There is also an interesting anthropogenic feature on the south slope.


Metal buckets partially filled with rocks and attached to barbed wire

The buckets were formerly attached to wood fence posts to help keep them anchored in place on the rocky ground that was also subject to high winds. The fence posts and cattle are no more.

The burned over area took out the patches of sage brush that were beginning to reestablish on the ridge

Replacement power pole. Within the former sage area, the fire burned hotter and longer and took down power poles 

Not a fire related phenomenon, but erosion along dirt roads is an issue. These road follow a natural gas transmission line route and a high voltage electric transmission line. The roads are just north of the crest of the ridge and underlain by thick silt related to the ice age floods that covered portions of the ridge when flood waters briefly formed a huge lake above Wallula Gap (ice-age-floods-dem-and-lake-lewis)


The actions of gophers beneath the snow that covered this area over the winter could be seen.


These ridges of soil are a common feature in snowy areas, but it is the first time I have seen them here. Typically this area gets very little snow - its warmer than most other areas east of the Cascades, but also has very low precipitation. But this winter the snow accumulation was well over a foot and stayed on the ground for a long time.

I was curious if the snow melt caused any erosion on the steep north side of the ridge above the homes that have tucked up directly below.


Despite the complete burn off of vegetation and record snow I did not observe any surface water erosion on the steep slopes. These silt soils can hold a lot of water.

Life is coming back in the burn area. These silty soils and north aspect have all sorts of plants that go past my limited botanical knowledge base.

I did recognize lupine


An early bloomer



While water erosion is not present, wheels and wind erode deeply in these silt soils

I used to know the specific species of beetle, but it leaked out of my head. 
This beetle was on a mission

As noted above, the ridge was briefly covered by water during the larger ice age floods.

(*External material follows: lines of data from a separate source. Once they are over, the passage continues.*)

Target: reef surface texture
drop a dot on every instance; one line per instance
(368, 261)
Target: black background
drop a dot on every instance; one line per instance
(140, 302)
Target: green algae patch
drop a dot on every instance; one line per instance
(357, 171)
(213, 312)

Those floods carried blocks of ice from the north and rocks were embedded in the ice. Hence, ice age glacial erratics are present on the ridge.




The frequency and intensity of wildfires has increased in the scrub steppe of this area. So much so that the sage brush habitat has declined. The presence of cheat grass has increased the recurrence of fires and how burned areas recover.

Just outside the burn area, there is an intact sage covered landscape. It is surrounded by roads and development and thus the large fire was not able to get into this sage stand.